Stasera in tv: Captive State (2019)
Se vi state chiedendo chi sia Rupert Wyatt, beh, si tratta del regista che nel 2011 inaugurò la rinata saga de Il pianeta delle scimmie. Rise of the planet of apes era un buon esordio, che poi sarebbe stato dimenticato per la manifesta superiorità dei due capitoli successivi. Due anni fa, però, Wyatt dirigeva un film forse più più personale, e probabilmente anche più riuscito: Captive state.
Questa sera alle 21.20, Rai4 ripropone quello che è stato a tutti gli effetti un flop commerciale. Il quinto film di Wyatt infatti è stato girato con un budget irrisorio (25 milioni) se si considera la spesa media per il genere. Ciononostante, al botteghino Captive state ha totalizzato meno di 15 milioni.

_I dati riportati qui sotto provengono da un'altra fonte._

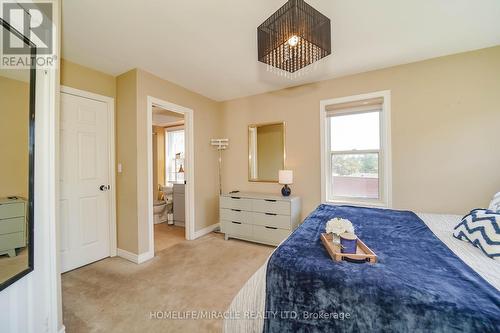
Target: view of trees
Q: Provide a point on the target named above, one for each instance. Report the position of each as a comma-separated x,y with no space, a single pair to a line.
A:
355,164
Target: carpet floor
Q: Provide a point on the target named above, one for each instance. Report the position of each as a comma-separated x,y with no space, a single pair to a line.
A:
115,295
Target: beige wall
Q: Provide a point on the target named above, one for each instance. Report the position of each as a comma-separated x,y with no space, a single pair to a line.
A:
207,124
131,90
84,78
126,154
14,135
445,131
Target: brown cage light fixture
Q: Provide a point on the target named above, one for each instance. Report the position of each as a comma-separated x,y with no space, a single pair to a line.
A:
295,36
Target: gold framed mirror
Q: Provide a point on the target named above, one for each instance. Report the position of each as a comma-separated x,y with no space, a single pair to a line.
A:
266,151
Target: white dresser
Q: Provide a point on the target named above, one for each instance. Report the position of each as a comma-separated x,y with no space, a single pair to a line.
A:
258,217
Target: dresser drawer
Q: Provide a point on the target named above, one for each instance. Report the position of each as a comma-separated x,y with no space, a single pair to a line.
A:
12,210
236,215
271,206
270,235
271,220
9,226
235,202
235,228
12,241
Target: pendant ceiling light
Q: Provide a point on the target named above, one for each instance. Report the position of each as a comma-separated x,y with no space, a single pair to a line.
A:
294,37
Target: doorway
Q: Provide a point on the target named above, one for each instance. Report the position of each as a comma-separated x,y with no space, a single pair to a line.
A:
171,181
87,179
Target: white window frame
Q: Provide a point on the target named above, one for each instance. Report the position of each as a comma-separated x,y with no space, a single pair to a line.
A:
385,158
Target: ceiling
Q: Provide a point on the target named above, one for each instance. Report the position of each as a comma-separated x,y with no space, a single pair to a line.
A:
210,47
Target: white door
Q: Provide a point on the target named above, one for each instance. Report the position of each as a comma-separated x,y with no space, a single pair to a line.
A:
84,168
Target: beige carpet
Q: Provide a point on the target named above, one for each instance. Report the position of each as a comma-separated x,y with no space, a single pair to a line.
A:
115,295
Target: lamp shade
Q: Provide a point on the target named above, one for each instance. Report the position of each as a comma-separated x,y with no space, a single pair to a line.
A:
285,177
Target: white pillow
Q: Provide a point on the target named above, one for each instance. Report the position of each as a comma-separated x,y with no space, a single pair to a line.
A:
495,203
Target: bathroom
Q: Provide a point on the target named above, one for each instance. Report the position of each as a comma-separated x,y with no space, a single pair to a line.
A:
168,177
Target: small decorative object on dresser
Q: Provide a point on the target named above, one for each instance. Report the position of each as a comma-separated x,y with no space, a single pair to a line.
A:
12,226
285,178
259,217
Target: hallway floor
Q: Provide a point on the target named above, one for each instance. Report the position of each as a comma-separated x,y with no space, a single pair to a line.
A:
115,295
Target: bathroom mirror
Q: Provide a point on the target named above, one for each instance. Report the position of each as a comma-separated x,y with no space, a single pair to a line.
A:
266,151
17,125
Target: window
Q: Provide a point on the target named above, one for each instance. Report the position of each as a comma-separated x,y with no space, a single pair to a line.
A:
175,155
356,154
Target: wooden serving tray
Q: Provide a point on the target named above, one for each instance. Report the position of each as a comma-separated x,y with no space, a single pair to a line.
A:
363,252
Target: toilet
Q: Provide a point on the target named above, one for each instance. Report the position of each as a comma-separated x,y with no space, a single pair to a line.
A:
162,209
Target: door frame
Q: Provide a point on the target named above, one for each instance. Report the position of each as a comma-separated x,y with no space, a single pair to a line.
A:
110,102
189,164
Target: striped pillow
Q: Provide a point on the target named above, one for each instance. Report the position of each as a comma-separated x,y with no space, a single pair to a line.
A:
495,203
482,229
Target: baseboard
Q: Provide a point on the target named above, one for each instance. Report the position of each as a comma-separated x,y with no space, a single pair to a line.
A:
135,258
206,230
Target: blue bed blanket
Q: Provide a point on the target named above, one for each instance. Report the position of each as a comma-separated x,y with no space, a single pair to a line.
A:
418,285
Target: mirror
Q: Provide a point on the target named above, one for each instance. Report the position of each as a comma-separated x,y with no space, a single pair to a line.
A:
266,151
17,93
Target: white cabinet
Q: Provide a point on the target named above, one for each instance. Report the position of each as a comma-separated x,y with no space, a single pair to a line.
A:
179,204
258,217
12,226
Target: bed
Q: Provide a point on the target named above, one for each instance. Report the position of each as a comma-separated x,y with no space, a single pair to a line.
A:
425,280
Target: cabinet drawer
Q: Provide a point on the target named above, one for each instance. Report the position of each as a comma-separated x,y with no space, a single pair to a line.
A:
12,225
12,241
236,215
272,206
11,210
271,220
235,202
235,228
269,235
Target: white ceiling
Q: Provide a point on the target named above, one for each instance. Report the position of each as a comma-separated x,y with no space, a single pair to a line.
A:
210,47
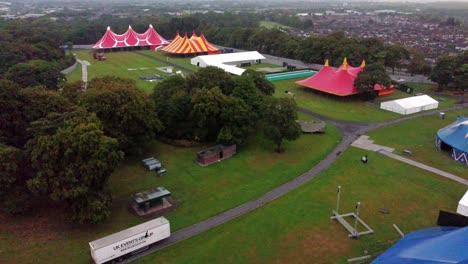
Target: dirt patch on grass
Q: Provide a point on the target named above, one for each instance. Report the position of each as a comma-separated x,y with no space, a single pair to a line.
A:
312,245
39,226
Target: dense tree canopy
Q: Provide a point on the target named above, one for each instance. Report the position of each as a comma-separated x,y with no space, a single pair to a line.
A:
371,75
34,73
12,123
14,173
73,160
280,121
126,112
211,105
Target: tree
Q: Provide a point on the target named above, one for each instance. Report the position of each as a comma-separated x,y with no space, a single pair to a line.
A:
210,77
207,108
239,122
173,106
262,84
12,121
279,117
14,172
35,73
394,54
126,112
370,76
73,160
442,73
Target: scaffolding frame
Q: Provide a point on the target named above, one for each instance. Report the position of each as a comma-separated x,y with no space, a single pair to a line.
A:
353,231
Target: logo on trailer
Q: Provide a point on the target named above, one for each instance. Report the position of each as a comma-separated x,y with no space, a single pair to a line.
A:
133,242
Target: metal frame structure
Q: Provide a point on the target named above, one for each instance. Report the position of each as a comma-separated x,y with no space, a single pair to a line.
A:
340,217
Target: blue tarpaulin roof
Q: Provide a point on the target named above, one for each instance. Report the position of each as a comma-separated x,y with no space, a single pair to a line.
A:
456,134
431,245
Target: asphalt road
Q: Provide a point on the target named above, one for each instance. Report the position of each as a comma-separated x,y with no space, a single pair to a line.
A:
350,131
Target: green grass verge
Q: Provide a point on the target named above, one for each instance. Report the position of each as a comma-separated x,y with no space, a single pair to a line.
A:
263,65
201,192
418,136
422,87
175,59
343,108
297,227
118,64
271,24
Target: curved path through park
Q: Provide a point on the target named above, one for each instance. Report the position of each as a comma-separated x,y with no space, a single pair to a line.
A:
350,132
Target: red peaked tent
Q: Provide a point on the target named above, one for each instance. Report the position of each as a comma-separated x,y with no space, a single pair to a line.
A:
130,39
338,82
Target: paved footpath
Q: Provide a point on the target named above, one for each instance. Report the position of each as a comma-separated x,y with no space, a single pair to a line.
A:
350,132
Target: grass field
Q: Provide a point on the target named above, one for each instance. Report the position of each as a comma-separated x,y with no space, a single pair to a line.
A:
119,63
418,136
177,60
422,87
263,65
271,24
297,229
342,108
201,192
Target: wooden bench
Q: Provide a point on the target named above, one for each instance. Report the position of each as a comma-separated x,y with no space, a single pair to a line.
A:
407,152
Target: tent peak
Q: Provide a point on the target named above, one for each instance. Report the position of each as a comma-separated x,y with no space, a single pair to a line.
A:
345,64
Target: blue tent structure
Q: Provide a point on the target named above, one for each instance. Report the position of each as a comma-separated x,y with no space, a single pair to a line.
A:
432,245
454,137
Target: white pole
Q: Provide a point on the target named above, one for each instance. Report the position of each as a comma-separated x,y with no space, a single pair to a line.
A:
338,199
355,219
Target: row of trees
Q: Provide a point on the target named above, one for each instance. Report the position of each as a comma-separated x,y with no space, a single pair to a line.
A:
211,105
63,146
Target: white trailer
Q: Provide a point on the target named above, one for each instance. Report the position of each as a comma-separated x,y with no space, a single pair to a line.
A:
119,246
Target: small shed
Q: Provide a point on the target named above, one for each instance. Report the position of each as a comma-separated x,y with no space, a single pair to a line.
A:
312,126
215,154
463,205
151,198
152,163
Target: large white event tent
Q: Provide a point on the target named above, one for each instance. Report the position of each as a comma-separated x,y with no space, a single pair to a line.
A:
463,205
410,105
228,61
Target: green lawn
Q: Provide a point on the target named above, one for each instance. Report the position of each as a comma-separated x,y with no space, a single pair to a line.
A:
271,24
176,59
118,64
418,136
201,192
263,65
297,229
422,87
343,108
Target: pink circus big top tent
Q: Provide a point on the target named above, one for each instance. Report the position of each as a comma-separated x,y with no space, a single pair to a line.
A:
339,82
131,38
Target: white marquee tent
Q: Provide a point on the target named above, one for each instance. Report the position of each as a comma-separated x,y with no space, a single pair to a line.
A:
410,105
228,61
463,205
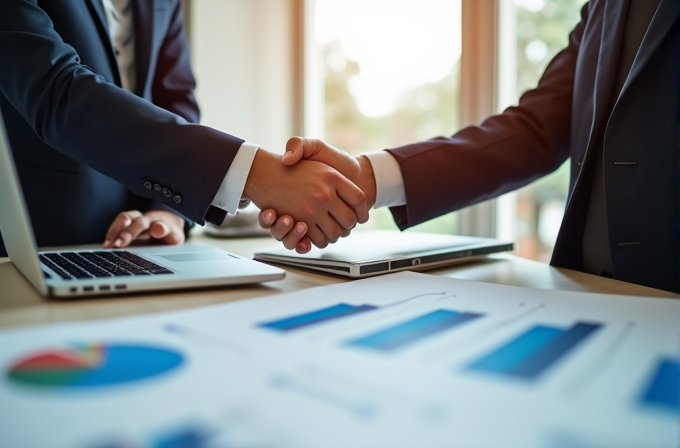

La storia si svolge a Chicago: la città, nel 2019, subisce gli effetti di un’invasione aliena su scala mondiale. La società si divide fra collaborazionisti e rivoluzionari. Questi ultimi, infatti, si oppongono all’obbligo di tracciamento individuale imposto dagli alieni, e ingaggiano una lotta all’ultimo sangue con gli invasori e con i terrestri che fanno parte della nuova società.
Dotato di un’ambientazione brillante e ben calibrato nella suspense, Captive state forse sconta il suo essere classico, nel senso più stretto del termine. La macchina da presa segue le (dis)avventure del giovane Gabriel Drummond (Ashton Sanders), fratello di Rafe, capo dei rivoluzionari. Attingendo dalla distopia americana (Essi vivono) Captive state non rinuncia a tratteggiare scrupolosamente il suo villain (John Goodman) con gusto europeo e sprezzo delle facili posizioni manichee.
Il lungometraggio, insomma, non merita l’insuccesso al quale critica e pubblico l’hanno condannato. Anzi, la sua visione si rivela ancora più indicata in un momento storico come quello attuale, dove la cultura del dubbio e la necessità della protesta sono generalmente schiacciate dalla ragion di stato.